Not all stocks in my Oxford Income Letter portfolios are rated “A” and “B” for dividend safety. Some of them have lower ratings, which understandably confuses readers.

Six Flags Entertainment (NYSE: SIX) is a perfect example.

In 2018, earnings were a bit higher and revenue rose to a record for the ninth straight year. However, free cash flow declined by nearly $50 million to $258.4 million.

I dug into the statement of cash flow to try to figure out why it was lower if earnings had actually increased slightly.

The main reasons were an increase in accounts receivable, a decline in stock-based compensation and 2017’s loss on debt extinguishment.

Let me explain…

Accounts receivable refers to outstanding debts that customers owe to a company, sometimes from making purchases on credit.
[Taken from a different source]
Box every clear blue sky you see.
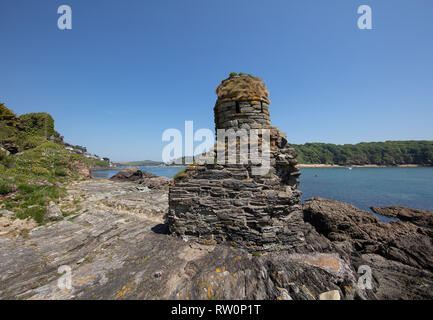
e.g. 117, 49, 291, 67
1, 0, 432, 161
When accounts receivable increases, cash flow declines. That’s because the company did not actually receive the cash that it logged as revenue, so it must be removed from cash flow.

If a company has stock-based compensation, it issues shares to employees and takes that amount as an expense off its profit. However, because the company does not pay cash to its employees, that expense is added back to cash flow.

In Six Flags’ case, the opposite happened. It had expensed stock that was going to be given to employees and added the cash back to cash flow in 2016.

However, in 2017 and 2018, goals that would have triggered the stock-based compensation were not reached, so the stock was not given, the expense was reversed, and the figure that was added back to cash flow in 2016 was removed in 2017 and 2018. Last year, that resulted in a $47 million reversal in cash flow.

Lastly, in 2017, the company took a loss when it extinguished $37 million in debt. Keep in mind that cash had already gone out the door when the debt was paid off. So in 2017, Six Flags took an accounting charge against its profits and added the $37 million back to cash flow in order to represent its actual cash situation.